Double wind vane and old boots.
Or this gruesome dead hand, straight from Davey Jones' locker and still grasping it's last drink (Coke presumably).

'Iron Bru anyone?'
The most elaborate sculpture I saw on my last visit in September was this figure with a feathered hat, complemented nicely by a backdrop of nuclear reactor buildings.

Standing figure with AGRs.
Some Flora and Fauna.
Much of the Dungeness dunes make up a National Nature Reserve and there is an RSPB bird reserve centred around flooded gravel pits in the middle of the spit. The shingle supports a surprising variety of plant life, with good growths of Burnet Rose, bearing scented flowers of the palest lemon in May and June. This beautiful shingle hugging shrub has a lethal array of thorns but when the petals drop, they reveal a crimson ovary arrayed with the soft gold of the withered stigma and stamens on a 'starfish' of sepals.

Burnet Rose flower, Dungeness.

Burnet rose stamens and ovary.
The tiny Zebra jumping spider hunts for insect prey amongst the stones.

Zebra jumping spider.
Vegetation tends to grow in isolated islands surrounded by expanses of bare shingle. These island pockets become richer in nutrients as plants die off and produce water retentive humous, encouraging a wider variety of species colonisation. Gorse and red valerian are quite common and look very attractive against the shingle in June. Shingle gardens have become quite fashionable in recent times and find their inspiration in landscapes like Dungeness.

Red Valerian and shingle.
One of the first forms of plant life to colonise the shingle as with many other inhospitable environments are lichens and many quite large areas of shingle are cloaked with soft grey Cladonia species of lichen, possibly C. portentosa. Amongst these grow rue whose rust red flower spikes make a pleasing contrast amonst the grey. These two plants probably form the basis of the more species rich islands of vegetation.

Lichen and Rue; pioneering colonisers of the shingle.
The Lighthouses.
The new lighthouse is apparently the latest in a succession of six, built to replace earlier lights left landlocked by the growing shingle spit.

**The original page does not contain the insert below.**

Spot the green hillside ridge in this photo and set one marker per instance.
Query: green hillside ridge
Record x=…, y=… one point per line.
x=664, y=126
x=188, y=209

The latest Dungeness light.

The new light and old lookout shed.
Next to the old lighthouse, which is built in traditional style and is open to the public, is the round house, which is the base structure of an earlier light.

Old lighthouse, round house and coast guard cottages.
Fishing.
There is an active fishing port at Dungeness point and in the absence of anything resembling a proper harbour, the boats, quite big some of them, are hauled up the steep shingle banks on iron sleds. The photograph below was shot through the rusted hulk of an old tractor, probably used to haul up the boats many years ago and now left as a reminder of times past for the men and women who daily work this beach; left to slowly dissolve into the sea. Any other place and the old tractor would be considered an eyesore and quite rightly, dragged off to a scrap yard but here it seems to fit into the landscape and somehow looks right.

Fishing boat beached at Dungeness point.
Tough shingle coloniser; the Sea Kale.
The shingle banks closest to the sea are a hostile environment for most plants and few are able to survive here. One that flourishes however is Sea Kale, a relative of the cabbage and a huge plant over a metre across when fully grown, with wavy edged blue-green leaves, sending up large flower spikes crowned with masses of white flowers.

Sea Kale seedling sprouting through fisherman's plastic matting.

Sea Kale and the man made artifacts of Dungeness point.
A few hundred years ago, the whole of Dungeness point was under the sea and although it has an air of permanance now, it is constantly being reshaped by coastal drift. Because of this, there is a continuous stream of heavy lorries collecting shingle from the east coast of the spit and recycling it on the west coast to help maintain the structure. Worthwhile when there are a total of four nuclear reactors to safeguard and with global warming a reality and a rise in sea levels on the cards, those lorries are going to be kept pretty busy.
At Dungeness you can't help thinking that in a few more hundred years this will all be under the sea again and all its history and industry will disappear along with its wildlife. Let's hope that those reactors are cleaned up in time.